Sukesh, thanks for pointing out that. Actually I just shared couple of infos which are not known to all.
Lets have some info about FMA4 instruction, it stands for Fused Multiply and Add. For example a= b*c + d is an X86 instruction or Macro Ops. Now this instruction can't be calculated directly and needs to be devided into multiple small instructions which are called Micro Ops. So in a processor without FMA support,
1. The value of b*c will be calculated
2. Then it will be rounded off as per the required level of accuracy.
3. After that it will be added with d and again the value will be rounded off.
4. Now the total calculated value will be stored in a register and saved to the
memory location where a is situated. Rounding off can be again done as
per the data type of the operand d.
So here 4 steps are required and three levels of rounding off, resulting use of multiple CPU cycle and reduced level of precision.
If you have a FMA enabled porcessor then the FPU will execute the instruction a= b*c + d, instead of the integer unit. As FPU has support for FMA, the b*c + d will be calculated in a single clock cycle and then the result will be rounded off. So the advantages are:-
1. Execution speed is faster
2. High level of accuracy because of only one rounding logic
3. FPU can produce more accurate result than Integer unit.
Now AMD has implemented FMA4 in their BD architecture while intel planning to introduce FMA3 in Hashwell. None of the Sandybridge, Sandybridge-E or Ivybridge have support for FMA.

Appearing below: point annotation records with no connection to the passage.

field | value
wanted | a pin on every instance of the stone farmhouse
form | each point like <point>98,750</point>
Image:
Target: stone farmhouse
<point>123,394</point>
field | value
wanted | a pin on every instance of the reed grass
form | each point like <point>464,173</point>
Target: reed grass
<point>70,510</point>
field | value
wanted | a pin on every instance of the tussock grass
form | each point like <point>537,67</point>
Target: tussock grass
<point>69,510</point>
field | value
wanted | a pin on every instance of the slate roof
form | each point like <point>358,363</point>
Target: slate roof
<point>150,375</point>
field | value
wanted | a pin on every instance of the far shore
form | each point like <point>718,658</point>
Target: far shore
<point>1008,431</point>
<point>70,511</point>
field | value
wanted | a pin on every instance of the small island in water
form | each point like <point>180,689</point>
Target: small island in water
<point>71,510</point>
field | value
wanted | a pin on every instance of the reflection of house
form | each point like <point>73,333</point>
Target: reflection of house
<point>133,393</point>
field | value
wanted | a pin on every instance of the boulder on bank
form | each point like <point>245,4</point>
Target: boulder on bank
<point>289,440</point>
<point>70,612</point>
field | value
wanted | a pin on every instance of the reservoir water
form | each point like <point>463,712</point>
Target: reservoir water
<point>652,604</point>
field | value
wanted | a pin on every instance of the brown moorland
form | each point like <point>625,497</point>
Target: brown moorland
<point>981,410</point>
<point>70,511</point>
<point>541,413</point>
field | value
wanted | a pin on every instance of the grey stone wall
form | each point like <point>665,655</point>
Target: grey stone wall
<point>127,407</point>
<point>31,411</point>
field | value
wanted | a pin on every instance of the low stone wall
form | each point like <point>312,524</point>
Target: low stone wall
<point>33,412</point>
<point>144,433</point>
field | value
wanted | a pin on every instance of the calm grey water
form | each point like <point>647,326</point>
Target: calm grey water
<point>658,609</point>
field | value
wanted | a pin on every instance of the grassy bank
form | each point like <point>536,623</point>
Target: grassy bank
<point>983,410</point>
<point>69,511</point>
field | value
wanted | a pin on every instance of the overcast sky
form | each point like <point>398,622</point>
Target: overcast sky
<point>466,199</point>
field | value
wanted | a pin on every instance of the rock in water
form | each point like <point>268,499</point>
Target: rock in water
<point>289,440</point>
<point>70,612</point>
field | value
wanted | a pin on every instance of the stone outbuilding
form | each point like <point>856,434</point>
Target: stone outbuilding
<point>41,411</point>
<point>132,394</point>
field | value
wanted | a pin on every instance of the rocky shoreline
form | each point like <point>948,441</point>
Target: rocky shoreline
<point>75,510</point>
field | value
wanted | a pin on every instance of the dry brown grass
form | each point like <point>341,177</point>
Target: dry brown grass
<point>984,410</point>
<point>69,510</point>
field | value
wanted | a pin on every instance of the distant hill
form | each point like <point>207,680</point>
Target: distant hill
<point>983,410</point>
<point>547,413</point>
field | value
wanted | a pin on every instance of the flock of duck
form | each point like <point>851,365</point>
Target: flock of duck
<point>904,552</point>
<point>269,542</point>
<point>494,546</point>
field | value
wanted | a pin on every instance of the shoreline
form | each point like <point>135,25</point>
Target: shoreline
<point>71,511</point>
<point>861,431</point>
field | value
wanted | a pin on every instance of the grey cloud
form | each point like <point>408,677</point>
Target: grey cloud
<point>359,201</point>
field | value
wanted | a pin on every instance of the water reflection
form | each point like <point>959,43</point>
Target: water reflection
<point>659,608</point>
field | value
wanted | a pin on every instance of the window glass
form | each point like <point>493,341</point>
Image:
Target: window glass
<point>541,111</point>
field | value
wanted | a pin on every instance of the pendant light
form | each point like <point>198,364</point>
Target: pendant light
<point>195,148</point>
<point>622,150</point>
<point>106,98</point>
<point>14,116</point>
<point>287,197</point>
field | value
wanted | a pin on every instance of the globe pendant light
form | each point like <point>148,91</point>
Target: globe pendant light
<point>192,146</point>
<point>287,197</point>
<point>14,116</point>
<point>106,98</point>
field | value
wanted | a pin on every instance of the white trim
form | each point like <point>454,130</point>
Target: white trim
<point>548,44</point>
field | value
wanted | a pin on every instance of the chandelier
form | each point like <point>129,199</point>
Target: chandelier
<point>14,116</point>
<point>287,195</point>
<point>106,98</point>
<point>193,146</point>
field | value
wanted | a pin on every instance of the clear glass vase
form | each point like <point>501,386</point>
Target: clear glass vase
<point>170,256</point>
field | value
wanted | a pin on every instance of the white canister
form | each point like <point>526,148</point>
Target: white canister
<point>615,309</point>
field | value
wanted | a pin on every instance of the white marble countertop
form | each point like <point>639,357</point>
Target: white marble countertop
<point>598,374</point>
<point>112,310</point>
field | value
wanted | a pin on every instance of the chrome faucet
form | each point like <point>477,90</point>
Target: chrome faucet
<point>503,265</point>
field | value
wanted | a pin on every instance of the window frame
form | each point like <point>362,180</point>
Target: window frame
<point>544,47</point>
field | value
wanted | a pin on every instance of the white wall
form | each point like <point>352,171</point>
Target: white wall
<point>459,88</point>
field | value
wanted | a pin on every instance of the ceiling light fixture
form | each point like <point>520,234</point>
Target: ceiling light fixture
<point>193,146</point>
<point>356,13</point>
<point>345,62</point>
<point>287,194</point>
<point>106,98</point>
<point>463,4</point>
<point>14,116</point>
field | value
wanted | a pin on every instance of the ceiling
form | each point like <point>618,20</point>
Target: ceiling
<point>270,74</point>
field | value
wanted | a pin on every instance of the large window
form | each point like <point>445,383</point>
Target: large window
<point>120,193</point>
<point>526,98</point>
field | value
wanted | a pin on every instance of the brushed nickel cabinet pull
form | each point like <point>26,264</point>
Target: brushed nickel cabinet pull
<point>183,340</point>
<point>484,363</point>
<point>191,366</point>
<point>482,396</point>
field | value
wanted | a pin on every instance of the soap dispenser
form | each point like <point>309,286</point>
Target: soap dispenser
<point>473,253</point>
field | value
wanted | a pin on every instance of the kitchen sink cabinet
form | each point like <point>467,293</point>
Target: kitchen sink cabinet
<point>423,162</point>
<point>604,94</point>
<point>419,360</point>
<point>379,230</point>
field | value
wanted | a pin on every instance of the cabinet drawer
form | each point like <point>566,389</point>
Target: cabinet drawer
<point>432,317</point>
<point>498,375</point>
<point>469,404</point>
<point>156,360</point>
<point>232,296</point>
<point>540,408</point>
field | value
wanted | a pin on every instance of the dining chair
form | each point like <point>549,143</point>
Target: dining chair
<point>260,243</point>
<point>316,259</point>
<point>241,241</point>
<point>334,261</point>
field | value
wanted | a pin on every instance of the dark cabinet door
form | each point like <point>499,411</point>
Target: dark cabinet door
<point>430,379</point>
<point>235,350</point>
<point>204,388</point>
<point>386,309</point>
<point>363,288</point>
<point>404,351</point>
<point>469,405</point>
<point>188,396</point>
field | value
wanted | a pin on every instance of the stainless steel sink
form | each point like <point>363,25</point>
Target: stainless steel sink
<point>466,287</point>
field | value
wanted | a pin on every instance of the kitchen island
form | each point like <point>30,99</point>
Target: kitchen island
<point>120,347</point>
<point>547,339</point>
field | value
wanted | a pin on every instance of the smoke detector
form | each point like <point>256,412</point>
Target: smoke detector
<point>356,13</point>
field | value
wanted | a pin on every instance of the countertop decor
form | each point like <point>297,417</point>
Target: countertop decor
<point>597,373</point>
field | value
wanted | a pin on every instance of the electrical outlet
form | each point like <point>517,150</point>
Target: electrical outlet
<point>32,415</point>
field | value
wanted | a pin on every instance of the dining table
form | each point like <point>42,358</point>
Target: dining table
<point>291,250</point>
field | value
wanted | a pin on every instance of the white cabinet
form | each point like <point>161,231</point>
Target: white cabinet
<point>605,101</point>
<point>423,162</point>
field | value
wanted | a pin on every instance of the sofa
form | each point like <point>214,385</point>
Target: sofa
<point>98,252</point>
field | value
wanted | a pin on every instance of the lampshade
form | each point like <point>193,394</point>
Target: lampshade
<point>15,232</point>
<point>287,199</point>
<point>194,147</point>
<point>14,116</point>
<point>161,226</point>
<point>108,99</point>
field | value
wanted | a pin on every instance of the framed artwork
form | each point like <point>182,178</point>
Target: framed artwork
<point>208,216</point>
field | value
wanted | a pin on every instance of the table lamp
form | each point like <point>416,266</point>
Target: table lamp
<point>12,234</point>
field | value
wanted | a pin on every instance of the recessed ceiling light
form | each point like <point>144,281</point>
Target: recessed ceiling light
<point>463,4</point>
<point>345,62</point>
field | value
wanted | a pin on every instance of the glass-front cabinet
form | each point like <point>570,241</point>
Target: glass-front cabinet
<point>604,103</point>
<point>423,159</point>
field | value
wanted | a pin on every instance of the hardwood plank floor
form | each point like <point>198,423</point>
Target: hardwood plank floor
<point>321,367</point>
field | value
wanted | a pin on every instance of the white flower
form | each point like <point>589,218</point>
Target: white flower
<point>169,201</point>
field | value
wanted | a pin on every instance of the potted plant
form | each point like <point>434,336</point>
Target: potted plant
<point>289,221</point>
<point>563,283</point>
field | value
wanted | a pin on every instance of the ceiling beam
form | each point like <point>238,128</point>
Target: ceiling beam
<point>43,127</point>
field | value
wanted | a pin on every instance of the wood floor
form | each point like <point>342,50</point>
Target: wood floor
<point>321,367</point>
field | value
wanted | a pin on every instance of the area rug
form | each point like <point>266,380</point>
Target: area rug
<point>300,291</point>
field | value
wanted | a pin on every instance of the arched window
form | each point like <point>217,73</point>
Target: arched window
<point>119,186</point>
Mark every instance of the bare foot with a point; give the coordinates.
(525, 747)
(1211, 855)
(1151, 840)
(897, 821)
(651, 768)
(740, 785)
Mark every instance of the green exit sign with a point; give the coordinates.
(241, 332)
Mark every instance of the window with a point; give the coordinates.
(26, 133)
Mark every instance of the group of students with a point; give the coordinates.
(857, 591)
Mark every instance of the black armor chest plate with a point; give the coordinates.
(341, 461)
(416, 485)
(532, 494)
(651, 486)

In FMA4, 4 operands can be placed inside the CPU register. So here the value of a, b, c and d can be fetched from memory to CPU register. The the whole operation can be performed inside the CPU withour any memory access, resulting far better speed up as you know memory access is a very slow process and CPU has to wait for several thousands of cycles for it.
On the other hand in FMA3, you can only place three operands inside CPU registers. So first b, c and d will be fetched adn the result of (b*c+d) will be stored in Temp register. After that CPU will fetch the value of a from Memory to a Register, saves the result in a and then again writes it back to memory.
So it is clear to all that FMA4 is faster than FMA3.
Now here comes Intel's foul play. In their compiler Instruction support Specification back in 2010, they have shown FMA4 as a supported Instruction set. But because of the hype of Bulldozer, just before it's release, Intel just dropped support for FMA4 and took FMA3 instead.
As a result none of the major software vendors haven't implemented FMA4 support. There are couple of open source programs like X264 encoder, have support for it and you just check the benchmarks...In AMD compiled X264 benchmark 2nd pass where originally the video gets converted, FX-8150 is ahead of 2600K even under Windows 7.
The good news is that AMD has signed a deal with Intel that from next iteration of their processor, starting from Piledriver, FMA3 will be used and Intel will support it in their compiler. So you can see a serious performance boost in Piledriver because of compiler support from all major vendors as Intel is gonna support.